Followup to Mozilla Firefox advertiles
The reaction to Mozilla's decision to advertise in Firefox has been interesting to watch. For your consideration, have three responses.
As of now, our expectation is that we’ll be delivering the number of impressions (how many times a tile was shown) and interactions (how many interactions with a tile, i.e. clicks).
No real surprises here; a regular website would give these metrics. What's concerning is the word "expectation", which leaves the door open for using other metrics. Given Firefox contains a user's entire browsing history, this could be far more than a typical ad platform, possibly even more than Google has. This is particularly ironic given many of us used Firefox instead of Chrome specifically for this reason.
A no–win situation
In an admission that the feature is unwanted, commentators have claimed the ads will only appear for a brief time after the first install. Nothing to worry about then, right? Maybe not, as the aptly–named Anonymous Firefox User reminds us:
[..] what about users who have Firefox clear out their cache, etc. upon closing. Does this means [sic], each time the browser tab is opened, a new series of ads will be shoved in that users’ face? [..]

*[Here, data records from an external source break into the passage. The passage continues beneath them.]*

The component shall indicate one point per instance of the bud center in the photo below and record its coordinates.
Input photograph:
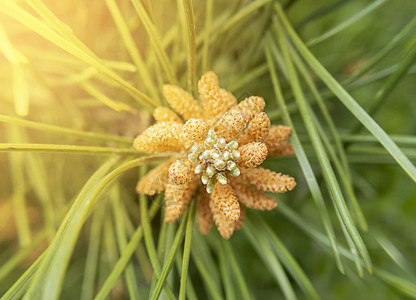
(214, 159)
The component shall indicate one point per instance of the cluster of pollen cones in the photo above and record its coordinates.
(219, 144)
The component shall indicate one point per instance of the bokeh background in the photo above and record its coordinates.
(76, 81)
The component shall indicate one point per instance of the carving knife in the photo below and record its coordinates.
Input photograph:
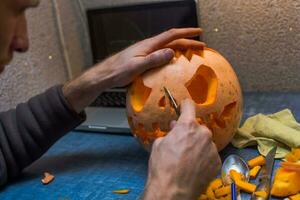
(266, 175)
(172, 101)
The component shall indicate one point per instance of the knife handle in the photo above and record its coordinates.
(233, 191)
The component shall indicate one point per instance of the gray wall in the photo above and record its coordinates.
(261, 39)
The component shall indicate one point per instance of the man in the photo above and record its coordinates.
(181, 164)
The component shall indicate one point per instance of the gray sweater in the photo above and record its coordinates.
(29, 130)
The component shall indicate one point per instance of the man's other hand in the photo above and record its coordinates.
(184, 162)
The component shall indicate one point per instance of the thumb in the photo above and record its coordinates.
(188, 111)
(157, 58)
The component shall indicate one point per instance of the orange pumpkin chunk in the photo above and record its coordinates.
(286, 183)
(259, 160)
(296, 153)
(216, 184)
(223, 191)
(295, 197)
(254, 171)
(203, 197)
(245, 186)
(290, 157)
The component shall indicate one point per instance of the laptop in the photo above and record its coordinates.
(115, 28)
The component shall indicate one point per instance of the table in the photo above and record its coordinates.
(92, 165)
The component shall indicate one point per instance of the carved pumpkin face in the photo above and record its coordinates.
(203, 76)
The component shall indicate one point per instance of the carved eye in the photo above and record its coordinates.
(139, 95)
(202, 87)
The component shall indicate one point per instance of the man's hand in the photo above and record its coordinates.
(123, 67)
(184, 162)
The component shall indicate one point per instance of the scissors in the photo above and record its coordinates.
(173, 101)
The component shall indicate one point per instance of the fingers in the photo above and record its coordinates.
(165, 38)
(155, 59)
(172, 124)
(188, 112)
(183, 44)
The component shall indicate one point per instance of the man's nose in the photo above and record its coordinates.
(20, 41)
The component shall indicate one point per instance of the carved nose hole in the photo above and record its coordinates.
(162, 102)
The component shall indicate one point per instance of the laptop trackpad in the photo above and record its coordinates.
(105, 119)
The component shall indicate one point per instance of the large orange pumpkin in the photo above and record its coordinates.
(204, 76)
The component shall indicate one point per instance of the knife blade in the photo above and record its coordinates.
(172, 101)
(266, 175)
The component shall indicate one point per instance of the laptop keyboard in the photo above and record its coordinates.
(110, 99)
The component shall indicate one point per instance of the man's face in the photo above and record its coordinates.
(13, 28)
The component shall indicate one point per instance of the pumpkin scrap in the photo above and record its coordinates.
(294, 155)
(47, 178)
(257, 161)
(245, 186)
(202, 75)
(123, 191)
(295, 197)
(202, 197)
(254, 171)
(216, 184)
(286, 183)
(291, 166)
(262, 194)
(216, 190)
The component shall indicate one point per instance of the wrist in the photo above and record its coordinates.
(163, 189)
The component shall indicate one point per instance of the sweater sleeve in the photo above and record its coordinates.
(29, 130)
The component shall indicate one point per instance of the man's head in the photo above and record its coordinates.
(13, 28)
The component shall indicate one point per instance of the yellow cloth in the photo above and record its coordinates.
(266, 131)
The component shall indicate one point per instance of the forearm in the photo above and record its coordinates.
(29, 130)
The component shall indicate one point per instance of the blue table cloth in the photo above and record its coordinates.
(92, 165)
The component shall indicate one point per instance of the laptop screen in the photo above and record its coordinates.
(113, 29)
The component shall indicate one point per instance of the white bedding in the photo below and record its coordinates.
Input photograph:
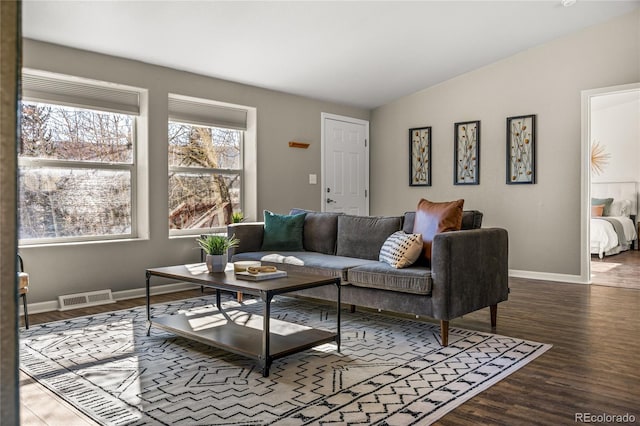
(604, 240)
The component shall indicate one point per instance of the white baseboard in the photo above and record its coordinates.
(53, 305)
(547, 276)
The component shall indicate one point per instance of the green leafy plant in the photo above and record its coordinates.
(217, 244)
(237, 217)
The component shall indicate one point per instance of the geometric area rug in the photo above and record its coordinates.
(391, 371)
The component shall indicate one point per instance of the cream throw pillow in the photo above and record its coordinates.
(401, 249)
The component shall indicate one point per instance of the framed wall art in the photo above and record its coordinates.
(466, 163)
(521, 149)
(420, 156)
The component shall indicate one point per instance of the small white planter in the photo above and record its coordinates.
(216, 262)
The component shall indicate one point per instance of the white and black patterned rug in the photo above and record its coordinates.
(391, 371)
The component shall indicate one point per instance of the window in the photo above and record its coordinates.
(205, 165)
(76, 160)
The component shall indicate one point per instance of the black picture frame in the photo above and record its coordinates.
(466, 153)
(521, 150)
(420, 156)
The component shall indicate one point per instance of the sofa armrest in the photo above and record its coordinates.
(250, 235)
(470, 271)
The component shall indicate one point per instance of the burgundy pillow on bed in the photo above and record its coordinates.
(433, 218)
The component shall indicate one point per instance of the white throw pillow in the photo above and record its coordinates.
(401, 249)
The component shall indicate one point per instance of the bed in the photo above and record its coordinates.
(614, 208)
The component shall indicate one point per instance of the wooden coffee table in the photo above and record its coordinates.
(254, 336)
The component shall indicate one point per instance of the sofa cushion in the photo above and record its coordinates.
(401, 249)
(433, 218)
(320, 230)
(307, 262)
(471, 219)
(363, 236)
(283, 232)
(380, 275)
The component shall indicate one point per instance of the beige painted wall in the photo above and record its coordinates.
(282, 171)
(543, 219)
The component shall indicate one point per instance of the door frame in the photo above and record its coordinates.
(323, 118)
(585, 191)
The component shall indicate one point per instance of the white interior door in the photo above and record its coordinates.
(345, 156)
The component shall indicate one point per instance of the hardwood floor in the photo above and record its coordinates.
(620, 270)
(593, 366)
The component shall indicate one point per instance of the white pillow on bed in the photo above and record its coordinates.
(620, 208)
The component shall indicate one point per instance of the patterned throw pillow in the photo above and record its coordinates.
(401, 249)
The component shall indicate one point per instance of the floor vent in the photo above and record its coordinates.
(82, 300)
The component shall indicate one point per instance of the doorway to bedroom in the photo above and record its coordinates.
(614, 186)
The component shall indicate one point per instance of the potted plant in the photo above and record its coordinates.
(215, 247)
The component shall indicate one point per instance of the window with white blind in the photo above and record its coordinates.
(205, 164)
(77, 159)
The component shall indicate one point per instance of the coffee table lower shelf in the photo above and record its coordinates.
(242, 333)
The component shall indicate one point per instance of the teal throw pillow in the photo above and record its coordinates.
(606, 202)
(283, 232)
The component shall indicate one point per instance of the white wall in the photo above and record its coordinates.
(615, 124)
(543, 219)
(282, 180)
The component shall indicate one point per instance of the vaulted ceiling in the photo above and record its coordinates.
(362, 53)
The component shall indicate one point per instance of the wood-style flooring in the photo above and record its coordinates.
(620, 270)
(593, 367)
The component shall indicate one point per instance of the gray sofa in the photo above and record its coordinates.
(468, 271)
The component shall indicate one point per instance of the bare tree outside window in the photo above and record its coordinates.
(205, 166)
(75, 172)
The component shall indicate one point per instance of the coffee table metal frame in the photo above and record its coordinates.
(261, 345)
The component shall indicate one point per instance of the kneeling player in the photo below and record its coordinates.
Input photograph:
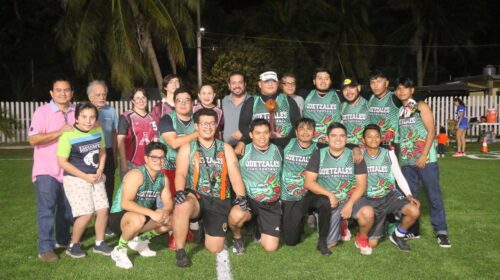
(332, 172)
(204, 168)
(383, 172)
(133, 211)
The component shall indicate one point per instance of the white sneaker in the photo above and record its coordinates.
(142, 247)
(119, 255)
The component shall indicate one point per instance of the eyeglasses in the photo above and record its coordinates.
(208, 124)
(183, 100)
(156, 158)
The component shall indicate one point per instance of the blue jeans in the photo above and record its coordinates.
(51, 203)
(429, 176)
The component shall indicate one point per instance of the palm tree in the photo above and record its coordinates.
(125, 35)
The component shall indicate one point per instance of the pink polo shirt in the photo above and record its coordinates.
(48, 118)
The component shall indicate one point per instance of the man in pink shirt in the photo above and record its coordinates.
(48, 123)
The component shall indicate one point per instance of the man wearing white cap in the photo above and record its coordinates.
(285, 112)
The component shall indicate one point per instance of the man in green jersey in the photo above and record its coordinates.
(296, 201)
(354, 111)
(261, 171)
(134, 212)
(322, 104)
(332, 172)
(418, 157)
(206, 169)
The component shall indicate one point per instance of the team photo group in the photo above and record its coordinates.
(258, 167)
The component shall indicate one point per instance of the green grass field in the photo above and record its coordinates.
(471, 191)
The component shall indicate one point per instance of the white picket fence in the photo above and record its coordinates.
(442, 107)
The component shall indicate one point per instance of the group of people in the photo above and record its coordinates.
(268, 160)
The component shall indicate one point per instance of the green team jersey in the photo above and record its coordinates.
(355, 118)
(261, 172)
(381, 181)
(181, 129)
(282, 120)
(337, 174)
(412, 133)
(385, 113)
(294, 164)
(209, 168)
(147, 193)
(324, 110)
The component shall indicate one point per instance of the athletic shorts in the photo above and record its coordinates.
(83, 197)
(392, 203)
(214, 213)
(115, 219)
(268, 216)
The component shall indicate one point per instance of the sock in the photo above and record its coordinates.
(148, 235)
(122, 243)
(400, 232)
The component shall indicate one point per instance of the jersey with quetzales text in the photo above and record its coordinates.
(412, 133)
(385, 113)
(324, 110)
(381, 181)
(147, 193)
(294, 164)
(261, 172)
(355, 118)
(282, 120)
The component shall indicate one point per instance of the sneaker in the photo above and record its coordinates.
(102, 249)
(363, 245)
(141, 246)
(181, 259)
(119, 255)
(238, 246)
(171, 242)
(75, 251)
(443, 241)
(400, 242)
(412, 236)
(345, 233)
(48, 256)
(323, 248)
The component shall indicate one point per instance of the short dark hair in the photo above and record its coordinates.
(85, 105)
(259, 122)
(406, 82)
(371, 126)
(182, 90)
(334, 125)
(151, 146)
(319, 70)
(306, 121)
(204, 112)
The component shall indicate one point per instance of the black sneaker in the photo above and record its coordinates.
(238, 246)
(323, 248)
(75, 251)
(181, 259)
(443, 241)
(400, 242)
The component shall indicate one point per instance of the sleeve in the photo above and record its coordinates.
(246, 114)
(313, 164)
(166, 124)
(123, 125)
(360, 168)
(396, 171)
(63, 146)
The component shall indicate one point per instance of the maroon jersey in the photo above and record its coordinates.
(139, 132)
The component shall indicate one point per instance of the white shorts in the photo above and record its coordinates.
(84, 197)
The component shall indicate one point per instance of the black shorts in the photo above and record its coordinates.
(115, 219)
(392, 203)
(268, 216)
(214, 213)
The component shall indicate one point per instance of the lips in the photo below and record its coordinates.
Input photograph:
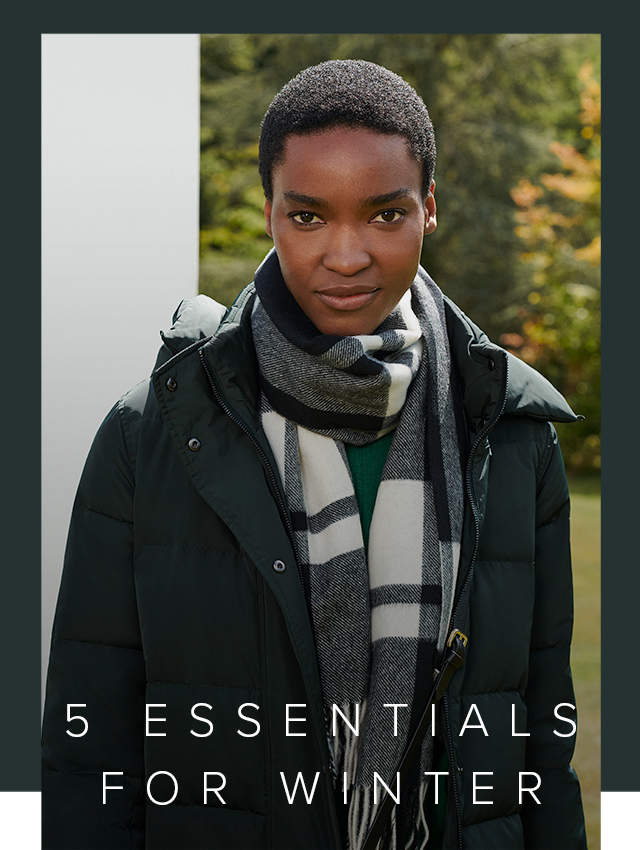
(347, 297)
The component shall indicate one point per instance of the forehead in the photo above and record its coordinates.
(348, 156)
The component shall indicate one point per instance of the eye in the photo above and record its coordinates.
(389, 216)
(305, 218)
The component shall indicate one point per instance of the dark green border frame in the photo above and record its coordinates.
(20, 422)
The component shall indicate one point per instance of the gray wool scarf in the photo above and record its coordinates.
(379, 617)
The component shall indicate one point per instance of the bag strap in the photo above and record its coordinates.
(453, 659)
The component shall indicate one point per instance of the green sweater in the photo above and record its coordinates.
(366, 464)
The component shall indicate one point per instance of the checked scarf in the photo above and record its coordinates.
(379, 617)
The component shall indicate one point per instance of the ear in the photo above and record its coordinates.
(430, 222)
(267, 217)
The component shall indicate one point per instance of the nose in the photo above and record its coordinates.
(346, 252)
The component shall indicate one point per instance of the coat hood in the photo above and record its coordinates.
(482, 366)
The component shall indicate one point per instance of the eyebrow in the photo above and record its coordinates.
(371, 201)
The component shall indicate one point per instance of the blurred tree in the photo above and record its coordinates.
(560, 330)
(497, 101)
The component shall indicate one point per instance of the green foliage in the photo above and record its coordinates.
(497, 103)
(560, 318)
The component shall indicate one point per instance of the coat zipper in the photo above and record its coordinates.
(265, 460)
(466, 589)
(280, 501)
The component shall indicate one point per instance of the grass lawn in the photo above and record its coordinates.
(585, 655)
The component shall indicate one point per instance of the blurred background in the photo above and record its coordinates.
(517, 120)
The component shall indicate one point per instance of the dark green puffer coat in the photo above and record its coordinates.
(173, 594)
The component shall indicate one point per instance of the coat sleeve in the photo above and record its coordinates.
(96, 668)
(557, 822)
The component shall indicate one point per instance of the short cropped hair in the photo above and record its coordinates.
(346, 93)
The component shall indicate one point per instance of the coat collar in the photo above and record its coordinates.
(480, 364)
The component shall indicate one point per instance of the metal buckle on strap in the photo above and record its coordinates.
(457, 633)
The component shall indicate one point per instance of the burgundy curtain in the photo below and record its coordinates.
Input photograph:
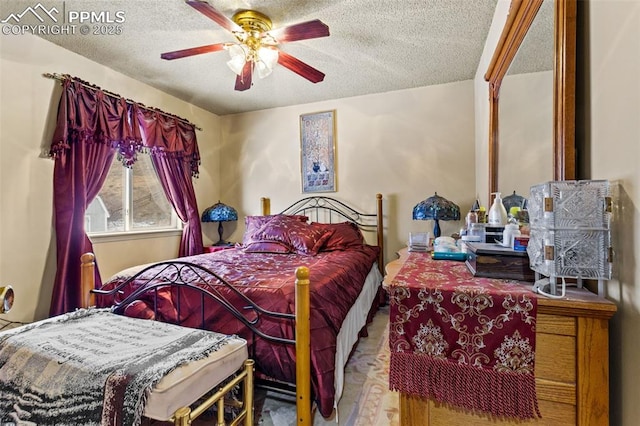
(92, 126)
(170, 139)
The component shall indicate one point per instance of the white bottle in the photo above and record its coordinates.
(511, 230)
(497, 212)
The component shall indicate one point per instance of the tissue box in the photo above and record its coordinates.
(494, 261)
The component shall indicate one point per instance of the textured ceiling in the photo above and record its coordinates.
(375, 46)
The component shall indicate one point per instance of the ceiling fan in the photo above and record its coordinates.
(256, 49)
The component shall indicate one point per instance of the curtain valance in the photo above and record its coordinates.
(89, 115)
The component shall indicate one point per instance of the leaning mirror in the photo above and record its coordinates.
(525, 154)
(535, 160)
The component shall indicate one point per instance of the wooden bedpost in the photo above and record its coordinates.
(303, 347)
(87, 278)
(380, 231)
(265, 206)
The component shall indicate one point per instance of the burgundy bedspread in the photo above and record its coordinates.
(336, 279)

Again, we don't have the specifics of its behaviour yet. Still, by its very function a reset browser looks the same as a fresh install, which an ad platform wouldn't be able to tell apart. If it could, it would represent an incomplete reset, which is itself a privacy concern. Hence, a potential no–win situation.
John Gruber wrote a characteristically candid post, where he compared the language used in a Reuters report with Mozilla's announcement. Comments on the latter post liken the language to doublespeak, which seems right.
I think it'd be safe to say Mozilla may have had a better response if they had:
- been honest about their motive for ads in that post;
- admitted we don't want ads in our browser;
- and therefore respectfully assured us the necessary ads would be unobtrusive, while addressing potential privacy concerns.
Instead, they presented it as a new feature that places "users in the centre". This doesn't square with the reality of point 2, therefore even with good intentions it comes across as disingenuous.
I'm grateful to Mozilla for responding to us, but unfortunately it's done little to assuage my concerns. I'll be putting money where my mouth is and donating again to the Mozilla Foundation at my earliest convenience, though if they continue to be evasive it may be for the last time.